Here’s the scenario: 120 parents waited in line, some for twenty-four hours, to secure a spot for their children in a higher-achieving school in a failing school district. Sound like yet another story of a charter school lottery? No. That’s the tale of the traditional Newark public elementary school, Ann Street Elementary, according to the Star-Ledger, which only has slots for 85 kindergarteners. Said one parent, “every year it’s a nightmare to put your kid here.”
On another page of the Star-Ledger Bob Braun continues his assault on school choice. He profiles an aspiring charter school in Highland Park, Tikun Olam, which claims to be a non-Jewish school with Hebrew language immersion. Yet he conflates that particular charter school story arc – that of a specialized school in a generally high-performing neighborhood – with the far more pressing chronicle of the need for options in a place like Newark.

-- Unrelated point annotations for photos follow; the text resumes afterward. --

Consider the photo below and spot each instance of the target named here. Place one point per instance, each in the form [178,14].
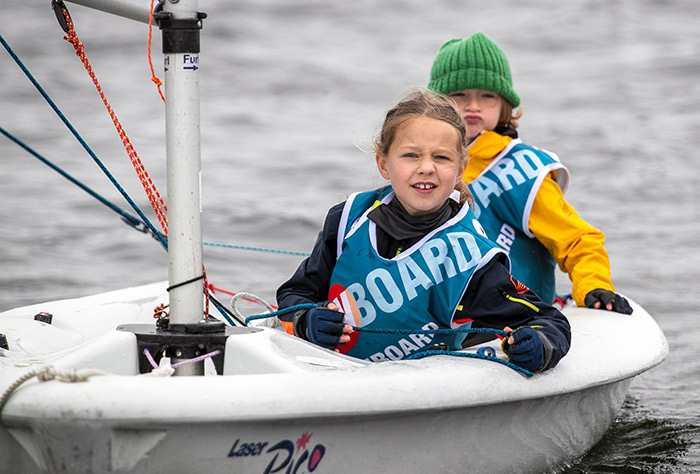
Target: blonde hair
[426,103]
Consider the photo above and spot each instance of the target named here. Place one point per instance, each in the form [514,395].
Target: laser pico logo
[284,457]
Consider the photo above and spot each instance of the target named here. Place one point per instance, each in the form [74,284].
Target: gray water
[291,95]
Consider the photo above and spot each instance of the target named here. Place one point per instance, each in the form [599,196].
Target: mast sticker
[181,62]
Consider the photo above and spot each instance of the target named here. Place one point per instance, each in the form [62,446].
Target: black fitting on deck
[183,341]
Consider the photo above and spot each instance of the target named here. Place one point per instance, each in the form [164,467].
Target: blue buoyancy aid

Somehow in Braunworld we skate from the relatively privileged community of Highland Park with a District Factor Grouping of GH to one of the poorest towns in the state, Newark, with a DFG of A. Is the community dissension over charter schools in the former really equivalent to the latter? No matter. Braun writes,
Mostly, it’s about money. Newark spends $33 million a year on charter schools that, according to traditional-school proponents, attract some of the city’s best students, leaving behind those who are more expensive to educate and less likely to do well on statewide tests.
In Highland Park, Saiff says, $220,000 already spent on sending students to charter schools in East Brunswick and New Brunswick has resulted in program cutbacks in her town, and state approval of Tikun Olam could cost an additional $100,000 this year.
But money isn’t the only issue. In Newark, economic class becomes an issue as charter schools enroll a smaller percentage of the city’s poorest students than do regular schools, as measured by eligibility for the federal free-lunch program.
Let’s unpack this a bit. Braun brings out the tired argument that charters siphon off wealthier students who score better on tests. (Unpacking that truism is another blog.) At Ann Street School, the one with the parents waiting overnight for a slot, the kids perform admirably on standardized tests. On the ASK4 in language arts, for example, only 23.9% failed in 2010 compared with a district failure rate of 64.2%. In math, 4th grade only 4% of Ann Street kids fail the test; the district average is 45.3%. Among those 117 4th graders 104 are economically disadvantaged and all are either white or Hispanic. Cost per pupil, by the way, is $17,515.
Now let’s look at an elementary charter school in Newark, Discovery Charter School. There are 23 kids in the 4th grade. 52% of them fail the standardized test in language arts and 48% of them fail the math portion. Doesn’t seem like Discovery is creaming off the top-performing students from traditional public schools in Newark. Twenty-one of those 4th graders, by the way, are black and 19 of them are economically-disadvantaged. (Cost per pupil is $14,403.)
So does Ann Street discriminate against black kids? Of course not: it’s a public school, just like Discovery, and they take whoever either lines up at the door first or wins the lottery. Does Discovery discriminate against Hispanic and white kids? You tell me. Both schools have proportionately equal numbers of kids who are economically disadvantaged (though the DOE doesn’t distinguish between those eligible for reduced lunch and those eligible for free lunch.)
The story of charter schools in Newark is not the same story as that of charter schools, religious or otherwise, in Highland Park. The kids in the former are desperate for choice, as their parents’ fortitude demonstrates. The kids in Highland Park would be fine either way. Let’s keep our stories straight.